Tuesday, December 22, 1998

City studies
loan linked to

The city makes a $13,000
error in charging Donna Kim's
parents no interest and a
low home-loan rate

By Gordon Y.K. Pang


City attorneys are investigating whether the parents of Councilwoman Donna Mercado Kim owe about $13,000 on a home loan that was improperly calculated by the city.

The initial $33,000 borrowed by Andrew and Lily Kim for improvements on their Moanalua home came out of the city's rehabilitation loan program in 1993.

After a media inquiry last week, it was discovered that the Kims should have been paying 4 percent interest on the loan, or about $244 a month, including part of the principal, city spokeswoman Carol Costa said.

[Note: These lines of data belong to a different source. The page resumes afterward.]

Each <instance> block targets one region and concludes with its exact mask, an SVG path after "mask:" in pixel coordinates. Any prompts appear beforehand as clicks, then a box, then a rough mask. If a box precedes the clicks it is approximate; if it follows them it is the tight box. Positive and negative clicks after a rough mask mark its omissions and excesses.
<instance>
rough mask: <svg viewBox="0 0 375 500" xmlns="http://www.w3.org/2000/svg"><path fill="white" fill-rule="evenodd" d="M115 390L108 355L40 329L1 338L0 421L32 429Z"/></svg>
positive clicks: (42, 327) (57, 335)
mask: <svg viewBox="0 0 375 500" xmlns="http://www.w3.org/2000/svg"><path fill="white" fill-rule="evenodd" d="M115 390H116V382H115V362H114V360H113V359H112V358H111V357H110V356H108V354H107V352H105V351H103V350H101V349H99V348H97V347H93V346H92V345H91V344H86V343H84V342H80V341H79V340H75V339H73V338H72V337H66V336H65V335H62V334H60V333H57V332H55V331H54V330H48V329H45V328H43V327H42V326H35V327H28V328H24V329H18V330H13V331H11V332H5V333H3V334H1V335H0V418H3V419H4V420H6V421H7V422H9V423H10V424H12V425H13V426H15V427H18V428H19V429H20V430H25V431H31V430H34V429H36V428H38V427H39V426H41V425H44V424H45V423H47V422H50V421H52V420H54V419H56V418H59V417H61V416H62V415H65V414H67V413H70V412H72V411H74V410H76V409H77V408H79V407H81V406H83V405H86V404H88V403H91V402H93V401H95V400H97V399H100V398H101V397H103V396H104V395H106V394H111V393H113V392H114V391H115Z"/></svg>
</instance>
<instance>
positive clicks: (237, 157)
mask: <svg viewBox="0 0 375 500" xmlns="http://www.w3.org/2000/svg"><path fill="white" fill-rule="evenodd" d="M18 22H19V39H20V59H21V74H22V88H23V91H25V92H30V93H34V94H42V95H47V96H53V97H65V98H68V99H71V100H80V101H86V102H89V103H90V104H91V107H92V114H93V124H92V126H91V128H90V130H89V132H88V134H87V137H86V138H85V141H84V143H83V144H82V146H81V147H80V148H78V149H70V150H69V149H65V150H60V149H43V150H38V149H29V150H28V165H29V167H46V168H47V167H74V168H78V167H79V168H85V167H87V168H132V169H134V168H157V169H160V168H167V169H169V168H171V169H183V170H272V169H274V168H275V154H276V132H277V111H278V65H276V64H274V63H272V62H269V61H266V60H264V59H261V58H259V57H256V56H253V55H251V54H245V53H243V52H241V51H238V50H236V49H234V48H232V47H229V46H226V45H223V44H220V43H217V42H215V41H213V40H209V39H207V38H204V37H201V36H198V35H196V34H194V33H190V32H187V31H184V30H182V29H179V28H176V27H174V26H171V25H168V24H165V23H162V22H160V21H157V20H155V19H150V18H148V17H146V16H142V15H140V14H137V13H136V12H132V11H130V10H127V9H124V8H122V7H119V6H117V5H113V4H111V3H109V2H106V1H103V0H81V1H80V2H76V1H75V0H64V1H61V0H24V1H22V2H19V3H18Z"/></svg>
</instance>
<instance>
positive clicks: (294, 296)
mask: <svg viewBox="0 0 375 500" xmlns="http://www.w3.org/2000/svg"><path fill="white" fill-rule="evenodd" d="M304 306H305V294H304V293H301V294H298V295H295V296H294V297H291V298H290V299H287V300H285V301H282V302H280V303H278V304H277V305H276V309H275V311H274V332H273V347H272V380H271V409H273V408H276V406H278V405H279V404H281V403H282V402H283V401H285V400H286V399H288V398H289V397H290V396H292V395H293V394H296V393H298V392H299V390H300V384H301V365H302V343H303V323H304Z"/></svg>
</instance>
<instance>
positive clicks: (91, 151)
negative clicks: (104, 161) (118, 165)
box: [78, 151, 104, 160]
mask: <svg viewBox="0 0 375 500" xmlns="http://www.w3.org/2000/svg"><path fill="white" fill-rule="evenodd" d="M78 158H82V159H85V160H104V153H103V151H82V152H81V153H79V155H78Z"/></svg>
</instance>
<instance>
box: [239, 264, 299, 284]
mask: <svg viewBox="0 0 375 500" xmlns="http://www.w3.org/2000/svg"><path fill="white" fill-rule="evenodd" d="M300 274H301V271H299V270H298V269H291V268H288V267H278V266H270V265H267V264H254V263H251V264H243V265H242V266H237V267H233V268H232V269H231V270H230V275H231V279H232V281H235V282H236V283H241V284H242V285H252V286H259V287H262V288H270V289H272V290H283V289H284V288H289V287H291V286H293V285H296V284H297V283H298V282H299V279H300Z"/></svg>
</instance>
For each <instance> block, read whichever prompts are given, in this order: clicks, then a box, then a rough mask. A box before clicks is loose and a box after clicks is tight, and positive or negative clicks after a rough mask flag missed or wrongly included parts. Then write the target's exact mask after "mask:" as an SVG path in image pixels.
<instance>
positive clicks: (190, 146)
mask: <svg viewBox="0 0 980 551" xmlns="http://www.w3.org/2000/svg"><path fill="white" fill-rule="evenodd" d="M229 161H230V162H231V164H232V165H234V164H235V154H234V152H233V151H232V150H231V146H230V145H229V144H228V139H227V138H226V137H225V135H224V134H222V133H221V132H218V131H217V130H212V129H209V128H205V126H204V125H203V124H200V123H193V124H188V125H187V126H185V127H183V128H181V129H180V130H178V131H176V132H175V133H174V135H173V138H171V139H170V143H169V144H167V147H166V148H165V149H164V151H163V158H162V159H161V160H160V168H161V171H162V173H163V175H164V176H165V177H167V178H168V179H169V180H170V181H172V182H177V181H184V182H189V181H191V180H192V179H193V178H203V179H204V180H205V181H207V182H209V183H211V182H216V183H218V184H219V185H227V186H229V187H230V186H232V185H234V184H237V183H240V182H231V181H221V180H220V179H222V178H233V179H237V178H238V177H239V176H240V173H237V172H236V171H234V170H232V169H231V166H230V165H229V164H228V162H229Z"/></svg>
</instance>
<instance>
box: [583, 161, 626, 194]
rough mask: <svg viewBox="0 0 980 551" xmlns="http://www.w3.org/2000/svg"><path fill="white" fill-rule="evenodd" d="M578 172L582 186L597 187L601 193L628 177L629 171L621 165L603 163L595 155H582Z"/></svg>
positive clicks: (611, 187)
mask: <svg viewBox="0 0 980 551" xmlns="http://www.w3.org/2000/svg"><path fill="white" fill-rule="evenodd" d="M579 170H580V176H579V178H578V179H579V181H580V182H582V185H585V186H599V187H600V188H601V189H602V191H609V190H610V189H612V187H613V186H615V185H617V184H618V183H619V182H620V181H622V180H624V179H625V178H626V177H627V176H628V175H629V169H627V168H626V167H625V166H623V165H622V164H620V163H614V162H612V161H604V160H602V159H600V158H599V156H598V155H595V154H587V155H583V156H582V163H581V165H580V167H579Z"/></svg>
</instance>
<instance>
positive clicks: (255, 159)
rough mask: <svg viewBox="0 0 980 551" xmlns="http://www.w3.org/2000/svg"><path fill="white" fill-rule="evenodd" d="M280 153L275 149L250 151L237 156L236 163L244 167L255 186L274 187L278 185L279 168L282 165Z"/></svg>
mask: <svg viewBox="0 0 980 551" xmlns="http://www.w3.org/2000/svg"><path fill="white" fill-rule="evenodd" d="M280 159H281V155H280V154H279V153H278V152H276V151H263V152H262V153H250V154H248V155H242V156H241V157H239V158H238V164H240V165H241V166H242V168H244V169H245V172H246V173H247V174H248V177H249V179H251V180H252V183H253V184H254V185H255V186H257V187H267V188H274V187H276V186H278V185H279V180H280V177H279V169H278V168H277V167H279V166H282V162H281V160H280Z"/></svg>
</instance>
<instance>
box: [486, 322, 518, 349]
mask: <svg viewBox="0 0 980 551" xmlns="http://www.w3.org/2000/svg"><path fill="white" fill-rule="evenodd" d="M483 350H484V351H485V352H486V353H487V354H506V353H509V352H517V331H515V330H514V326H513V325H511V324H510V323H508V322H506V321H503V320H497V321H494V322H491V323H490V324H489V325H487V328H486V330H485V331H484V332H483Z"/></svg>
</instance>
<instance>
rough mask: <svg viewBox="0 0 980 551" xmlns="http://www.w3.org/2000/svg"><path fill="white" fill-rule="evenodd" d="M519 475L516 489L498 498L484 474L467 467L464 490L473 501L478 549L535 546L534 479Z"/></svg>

Instead, they have been paying no interest and $25 each month under a "partially deferred payment" system, Costa said.

Different payment rates are offered, based on income. The Kims received additional income that mistakenly had not been calculated, said Costa.

Because the mistake was made by the city, Costa said, the corporation counsel's office is looking into the matter to determine whether the Kims need to pay some, or all, of the miscalculated amount.

Attorneys also will determine whether the Kims need to pay the correct monthly amount and interest, she said.

Councilwoman Kim is of town for the holidays and could not be reached for comment. Andrew and Lily Kim had no comment last night.

The rehabilitation loan program lends as much as $60,000 in federal housing money to low- and moderate-income owner-occupants for improvements such as repairs and reroofing. Rates may reach 6 percent, depending on gross household income of owner-occupants.

Costa noted while Donna Kim is a co-owner of the house, she does not live there and her income does not factor into the calculation.

About 50 loans made to other homeowners in recent years also were checked randomly during the weekend, Costa said. Of those, only one had a "minor discrepancy," although Costa said she did not know the specifics.

Mayor Jeremy Harris' administration began looking into the rehabilitation loans after reports that the program was being investigated by city prosecutors in connection with the Ewa Villages scandal involving misused city relocation funds.

Police and prosecutors have not found evidence of criminal wrongdoing involving the rehabilitation program, Deputy Prosecuting Attorney Christopher Young said.

Nonetheless, he said, "we are continuing to investigate all projects involving (fired city housing official) Michael Kahapea and any other players involved in the Ewa Villages investigation."

Costa said there is no connection between the Kim discrepancy and any prosecutorial investigation.